Leslie Bricusse (b. 29 January 1931, London - 19 October 2021, Saint-Paul-de-Vence, France) was an English composer, lyricist, and playwright, most prominently working in musicals and also film theme songs.
Bricusse was educated at University College School in London and Gonville and Caius College, Cambridge.
In the 1960s and 1970s, Bricusse enjoyed a fruitful partnership with Anthony Newley. They wrote the musical Stop the World - I Want to Get Off (1961) which was successful in London and on Broadway, and was made into a (poorly received) film version in 1966. Also in collaboration with Newley, Bricusse wrote The Roar of the Greasepaint—the Smell of the Crowd (1965) and Willy Wonka & the Chocolate Factory (1971), based on the children's book by Roald Dahl, and for which they received an Academy Award nomination for Best Original Song Score.

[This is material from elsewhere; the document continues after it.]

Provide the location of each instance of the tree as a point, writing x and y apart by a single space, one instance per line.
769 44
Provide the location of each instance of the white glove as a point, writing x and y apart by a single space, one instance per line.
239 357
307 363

Working solely as a lyricist, Bricusse collaborated with composer Cyril Ornadel on Pickwick (1963), based on Charles Dickens' The Pickwick Papers, a successful vehicle for Harry Secombe. Later collaborators included Henry Mancini (Victor Victoria in 1982) and John Williams (Hook in 1991). As composer and lyricist he scored the successful film Doctor Dolittle (1967), for which he received an Academy Award for Best Original Song (Talk to the Animals), and the less-successful Goodbye, Mr. Chips (1969).
Works for Winds
- Bricusse and Newley on Broadway (arr. Barker)
- The Candy Man (arr. Edmondson) (1972)
- Dr. Doolittle, Selections (arr. Scheffer)
- Good Old Bad Old Days, The (arr. Siebert) (1972)
- Highlight from "Willy Wonka and the Chocolate Factory" (arr. Longfield) (1971)
- New Life Band, A
- Pure Imagination (arr. Wagner) (1971/2013)
- Time is My Friend (arr. Kinyon) (1972)
- Genzlinger, Neil. "Leslie Bricusse, Prolific Songwriter for Stage and Screen, Dies at 90." New York Times, 20 October 2021.